There is no single privileged way to do all these things, and different choices can give very different results. And yet the framing of Goodhart's law, as well as much of our intuitive thinking about value learning, rests on the assumption that the True Values are out there.
Goodhart's law is important - we use it all over the place (e.g. 1, 2, 3). In AI alignment we want to use Goodhart's law to crystallize a pattern of bad behavior in AI systems (e.g. 1, 2, 3, 4), and to design powerful AIs that don't have this bad behavior (e.g. 1, 2, 3, 4, 5, 6). But if you try to use Goodhart's law to design solutions to these problems it has a single prescription for us: find V (or at least bound your error relative to it). Since there is no such V, not only is that advice useless, it actually denies the possibility of success.
The goal, then, is deconfusion. We still want to talk about the same stuff, the same patterns, but we want a framing of what-we-now-call-Goodhart's-law that helps us think about what successful AI could look like in the real world.
III - Preview of the sequence
We'll start the next post with the classic question: "Why do I think I know what I do about Goodhart's law?"
The obvious answers to this question involve talking about how humans model each other. But this raises yet more questions, like "why can't the AI just model humans that way?" This requires two responses: first, breaking down what we mean when we casually say that humans "model" things, and second, talking about the limitations of such models compared to the utility-maximization picture. The good news is that we can rescue some version of common sense, the bad news is that this doesn't solve our problems.
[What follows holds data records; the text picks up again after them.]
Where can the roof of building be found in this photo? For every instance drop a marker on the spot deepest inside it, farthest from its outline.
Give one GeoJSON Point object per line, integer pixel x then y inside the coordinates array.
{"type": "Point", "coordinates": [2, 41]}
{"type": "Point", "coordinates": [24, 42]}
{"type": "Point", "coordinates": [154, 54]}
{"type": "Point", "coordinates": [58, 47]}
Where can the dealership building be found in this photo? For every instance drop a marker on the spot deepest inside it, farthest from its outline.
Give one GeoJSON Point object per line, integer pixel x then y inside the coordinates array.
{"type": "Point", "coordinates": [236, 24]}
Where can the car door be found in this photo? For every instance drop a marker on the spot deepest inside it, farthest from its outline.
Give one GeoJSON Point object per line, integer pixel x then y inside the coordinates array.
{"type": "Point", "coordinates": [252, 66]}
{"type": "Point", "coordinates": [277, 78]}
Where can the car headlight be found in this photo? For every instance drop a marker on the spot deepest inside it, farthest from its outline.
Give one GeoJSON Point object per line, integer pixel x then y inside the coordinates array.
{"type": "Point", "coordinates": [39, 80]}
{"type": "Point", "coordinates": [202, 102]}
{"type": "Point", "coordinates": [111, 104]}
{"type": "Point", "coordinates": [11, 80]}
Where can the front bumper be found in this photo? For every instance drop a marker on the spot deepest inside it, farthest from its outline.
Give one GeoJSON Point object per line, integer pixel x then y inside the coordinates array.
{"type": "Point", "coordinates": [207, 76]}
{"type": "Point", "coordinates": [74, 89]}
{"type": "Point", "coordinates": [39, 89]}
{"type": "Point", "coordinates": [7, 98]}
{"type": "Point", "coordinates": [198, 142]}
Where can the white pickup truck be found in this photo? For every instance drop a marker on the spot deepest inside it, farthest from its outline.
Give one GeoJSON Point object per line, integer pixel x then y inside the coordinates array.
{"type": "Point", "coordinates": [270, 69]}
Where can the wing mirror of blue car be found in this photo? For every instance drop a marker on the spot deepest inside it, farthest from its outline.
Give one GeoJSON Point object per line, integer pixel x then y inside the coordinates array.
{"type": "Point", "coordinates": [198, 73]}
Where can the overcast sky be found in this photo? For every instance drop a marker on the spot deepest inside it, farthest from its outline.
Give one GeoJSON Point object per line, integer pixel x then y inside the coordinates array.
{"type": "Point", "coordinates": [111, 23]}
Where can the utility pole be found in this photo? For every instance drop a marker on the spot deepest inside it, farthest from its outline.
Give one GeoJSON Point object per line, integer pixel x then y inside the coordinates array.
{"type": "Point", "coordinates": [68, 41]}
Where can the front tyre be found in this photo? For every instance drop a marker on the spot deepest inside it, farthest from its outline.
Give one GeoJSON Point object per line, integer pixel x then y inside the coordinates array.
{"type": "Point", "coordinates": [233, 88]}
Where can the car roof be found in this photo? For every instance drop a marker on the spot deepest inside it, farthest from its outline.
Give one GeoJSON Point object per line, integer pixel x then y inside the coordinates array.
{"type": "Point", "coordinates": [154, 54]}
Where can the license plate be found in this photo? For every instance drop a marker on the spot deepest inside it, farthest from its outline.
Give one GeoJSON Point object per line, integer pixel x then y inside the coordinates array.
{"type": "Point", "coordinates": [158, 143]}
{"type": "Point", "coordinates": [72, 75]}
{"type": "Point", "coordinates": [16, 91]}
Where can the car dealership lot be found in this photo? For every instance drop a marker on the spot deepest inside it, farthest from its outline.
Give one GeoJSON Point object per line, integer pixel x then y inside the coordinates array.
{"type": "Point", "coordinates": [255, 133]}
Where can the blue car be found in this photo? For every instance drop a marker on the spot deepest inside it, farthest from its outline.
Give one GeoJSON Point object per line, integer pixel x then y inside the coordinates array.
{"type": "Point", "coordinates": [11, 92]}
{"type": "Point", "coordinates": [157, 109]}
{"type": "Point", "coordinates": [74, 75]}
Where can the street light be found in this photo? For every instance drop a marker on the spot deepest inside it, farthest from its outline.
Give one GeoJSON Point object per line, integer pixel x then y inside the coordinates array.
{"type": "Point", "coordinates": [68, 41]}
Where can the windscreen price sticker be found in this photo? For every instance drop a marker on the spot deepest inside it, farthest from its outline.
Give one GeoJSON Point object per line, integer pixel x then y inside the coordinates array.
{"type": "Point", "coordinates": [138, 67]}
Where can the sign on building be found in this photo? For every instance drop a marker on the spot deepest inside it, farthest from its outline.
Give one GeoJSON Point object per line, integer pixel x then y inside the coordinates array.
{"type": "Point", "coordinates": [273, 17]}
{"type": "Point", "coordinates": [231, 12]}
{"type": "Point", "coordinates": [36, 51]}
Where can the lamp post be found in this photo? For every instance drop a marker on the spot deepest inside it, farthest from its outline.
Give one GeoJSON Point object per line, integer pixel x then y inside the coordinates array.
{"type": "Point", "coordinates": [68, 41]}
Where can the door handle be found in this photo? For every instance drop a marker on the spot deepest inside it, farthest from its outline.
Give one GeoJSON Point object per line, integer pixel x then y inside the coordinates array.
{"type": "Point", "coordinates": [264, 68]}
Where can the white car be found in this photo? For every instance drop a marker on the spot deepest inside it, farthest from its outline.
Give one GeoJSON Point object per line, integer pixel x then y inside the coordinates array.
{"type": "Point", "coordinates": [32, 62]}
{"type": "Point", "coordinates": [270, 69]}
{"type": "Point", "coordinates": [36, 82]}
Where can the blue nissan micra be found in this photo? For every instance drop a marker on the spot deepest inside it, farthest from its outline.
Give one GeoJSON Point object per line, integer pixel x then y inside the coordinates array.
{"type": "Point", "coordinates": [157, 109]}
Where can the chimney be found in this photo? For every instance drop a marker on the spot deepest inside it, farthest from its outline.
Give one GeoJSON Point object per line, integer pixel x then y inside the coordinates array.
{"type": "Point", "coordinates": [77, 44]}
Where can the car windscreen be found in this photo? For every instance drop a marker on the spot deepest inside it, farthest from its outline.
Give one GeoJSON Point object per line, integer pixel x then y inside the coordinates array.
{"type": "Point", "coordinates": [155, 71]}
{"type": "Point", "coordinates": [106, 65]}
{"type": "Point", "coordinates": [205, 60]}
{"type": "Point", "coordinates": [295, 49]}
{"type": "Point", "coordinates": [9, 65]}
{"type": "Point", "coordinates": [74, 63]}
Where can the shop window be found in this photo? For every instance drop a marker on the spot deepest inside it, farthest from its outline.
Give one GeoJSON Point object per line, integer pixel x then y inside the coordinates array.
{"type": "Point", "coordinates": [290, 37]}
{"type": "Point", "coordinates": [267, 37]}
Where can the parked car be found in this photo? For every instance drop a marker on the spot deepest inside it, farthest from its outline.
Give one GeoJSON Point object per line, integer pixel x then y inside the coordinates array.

Next we'll take a deeper look at some typical places to use Goodhart's law that are related to value learning:
- Curve fitting and overfitting.
- Hard-coded utility functions.
- Adversarial examples.
- Hard-coded human models.
Goodhart's law reasoning is used both in the definition of these problems, and also in talking about proposed solutions such as quantilization. I plan to talk at excessive length about all of these details, with the object of building up pictures of our reasoning in these cases that never needs to mention the word "Goodhart" because it's at a finer level of magnification.
However, these pictures aren't all going to be consistent, because what humans think of as success or failure can depend on the context, and extrapolating beyond that context will bring our intuitions into conflict. Thus we'll have to revisit the abstract notion of human preferences and really hash out what happens (or what we think happens) at the boundaries and interchanges between human models of the world.
Finally, the hope is to conclude with some sage advice. Not a solution, because I haven't got one. But maybe some really obvious-seeming sage advice can tie together the concepts introduced in the sequence into something that feels like progress.